Certain Californians who have unpaid traffic or non-traffic infraction tickets may be eligible to participate in a new, one-time amnesty program to significantly reduce the amount of fees owed. Signed into law in June by Governor Brown, the amnesty program began on October 1 and will continue through March of 2017. This program was created to assist individuals who have had their driving privilege suspended and those who have defaulted on fines for traffic and other violations, often due to high fees added to original overdue balances. This program also seeks to resolve these older cases so that the state can spend its limited resources collecting fees and fines in more recent cases.
To qualify for amnesty, individuals must have an unpaid traffic ticket that was due on or before January 1, 2013 or have a suspended driver license due to unpaid fines on which the driver is currently making payments. The program allows for civil assessment fees to be dropped and for original penalties to be reduced by either 50 or 80 percent, depending on income level. While the main focus of the program is traffic tickets, other non-traffic infractions also qualify, however parking tickets, and drunk and reckless driving tickets do not.

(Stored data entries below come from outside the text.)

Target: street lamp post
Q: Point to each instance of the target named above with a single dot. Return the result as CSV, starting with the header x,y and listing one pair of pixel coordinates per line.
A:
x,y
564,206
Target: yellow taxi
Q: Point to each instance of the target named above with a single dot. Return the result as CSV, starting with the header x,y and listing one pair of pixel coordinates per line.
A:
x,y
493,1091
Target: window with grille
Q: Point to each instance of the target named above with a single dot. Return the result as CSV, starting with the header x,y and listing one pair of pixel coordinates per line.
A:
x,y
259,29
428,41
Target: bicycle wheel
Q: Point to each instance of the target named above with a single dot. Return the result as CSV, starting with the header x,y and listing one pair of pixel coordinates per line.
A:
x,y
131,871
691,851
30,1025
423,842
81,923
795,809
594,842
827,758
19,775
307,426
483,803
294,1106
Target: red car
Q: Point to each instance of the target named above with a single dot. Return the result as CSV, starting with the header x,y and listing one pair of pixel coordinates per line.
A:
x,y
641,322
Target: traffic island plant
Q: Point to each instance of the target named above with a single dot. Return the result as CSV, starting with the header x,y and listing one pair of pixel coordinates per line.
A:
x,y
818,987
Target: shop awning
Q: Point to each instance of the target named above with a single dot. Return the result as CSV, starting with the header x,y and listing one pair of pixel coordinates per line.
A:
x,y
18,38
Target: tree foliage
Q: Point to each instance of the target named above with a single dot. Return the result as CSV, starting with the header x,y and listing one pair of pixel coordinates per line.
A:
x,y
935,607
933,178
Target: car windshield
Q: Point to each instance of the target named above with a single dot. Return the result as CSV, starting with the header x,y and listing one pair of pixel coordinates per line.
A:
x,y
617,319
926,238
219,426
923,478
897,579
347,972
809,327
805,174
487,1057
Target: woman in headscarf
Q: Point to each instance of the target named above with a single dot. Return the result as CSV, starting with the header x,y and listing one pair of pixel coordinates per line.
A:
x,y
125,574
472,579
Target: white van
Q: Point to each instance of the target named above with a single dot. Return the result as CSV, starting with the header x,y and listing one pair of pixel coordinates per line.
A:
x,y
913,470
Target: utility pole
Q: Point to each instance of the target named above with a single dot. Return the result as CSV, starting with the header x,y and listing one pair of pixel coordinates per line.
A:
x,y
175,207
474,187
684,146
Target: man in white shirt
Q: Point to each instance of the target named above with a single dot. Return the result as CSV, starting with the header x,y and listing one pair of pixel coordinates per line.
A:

The amnesty program is not a DMV program, but instead is handled through the California court system. Individuals must contact the superior court in the jurisdiction where they received their ticket to determine if they are eligible to participate. Court information and locations can be found on this find my court webpage(link is external). Individuals who would like to investigate their own driver record to identify potential qualifying citations can request a copy of their records(link is external) through the DMV for a nominal fee.